Por otra parte, en una de las habitaciones del tercer nivel se escuchaba la pesada respiración de Mila quien apenas conseguía recostarse en cama. Carl la sostenía con firmeza, pero sin brusquedad. El médico, aún con la tensión de la escena anterior colgándole de los hombros, se obligó a centrarse solo en la herida. Cerró la puerta de la habitación del tercer nivel y pidió silencio. A pesar del polvo, los estantes rotos y el aire espeso, la estancia ofrecía un respiro del caos. La camilla improvisada era una mesa de madera que había sobrevivido a un espacio atacado horas atrás. Mila tuvo que recostarse en está sintiendo en su espalda el frío y la dureza de esta.
—Vamos a desinfectar primero… —murmuró más para sí que para Mila—. La hemorragia bajó, pero no es normal que la herida no cierre del todo. Al menos, debió cicatrizar un poco en estos tres días.
Mila respiraba con dificultad, la blusa empapada en sudor y sangre. Carl desvió la mirada un instante cuando el médico volvió a levantar la tela. La herida seguía allí, una incisión limpia, repasada con una costura torpe pero funcional. Trabajo de Jane. Retiró el hilo con cuidado para revisar y notó que esta continuaba abierta y profunda, como si algo hubiese evitado la coagulación natural.
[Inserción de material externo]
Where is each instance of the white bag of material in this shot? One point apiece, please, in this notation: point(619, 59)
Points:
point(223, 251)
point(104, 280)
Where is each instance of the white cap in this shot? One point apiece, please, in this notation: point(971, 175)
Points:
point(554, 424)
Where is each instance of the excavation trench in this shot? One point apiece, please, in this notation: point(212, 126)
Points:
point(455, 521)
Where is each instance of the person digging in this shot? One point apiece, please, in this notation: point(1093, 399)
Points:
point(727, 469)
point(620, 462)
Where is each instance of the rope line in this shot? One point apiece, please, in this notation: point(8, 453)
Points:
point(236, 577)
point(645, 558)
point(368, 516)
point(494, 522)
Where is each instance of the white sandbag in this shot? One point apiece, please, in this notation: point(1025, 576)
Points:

—¿Qué es eso? —preguntó Carl, rompiendo el silencio.
—No lo sé —respondió el médico mientras preparaba un ungüento—. Pero no es solo física. Algo la mantiene abierta… como si su cuerpo estuviera reaccionando a otra cosa.
Mila gimió de dolor cuando aplicó el antiséptico. El ardor fue brutal, pero necesario. Sus ojos, abiertos por la sorpresa, se conectaron brevemente con los del médico. Él no la miraba como una paciente cualquiera. Había algo en su rostro que parecía reconocimiento… o miedo. El “matasanos” no había tenido oportunidad de cuidar a Mila antes, las heridas que se hacía jampas requerían de un tratamiento más pesado.
—¿Qué… pasa conmigo? —alcanzó a decir ella con voz ronca.
—No lo sé aún. Pero… esa bala no era normal. Seguramente es algo específico del distrito.
La habitación cayó en un silencio denso. El médico abrió una de sus bolsas laterales y extrajo un pequeño dispositivo con una pantalla térmica. Apuntó hacia la herida. Lo que vio lo hizo fruncir el ceño.
—Hay… partículas metálicas activas. Esto fue modificado —dijo, casi sin aliento.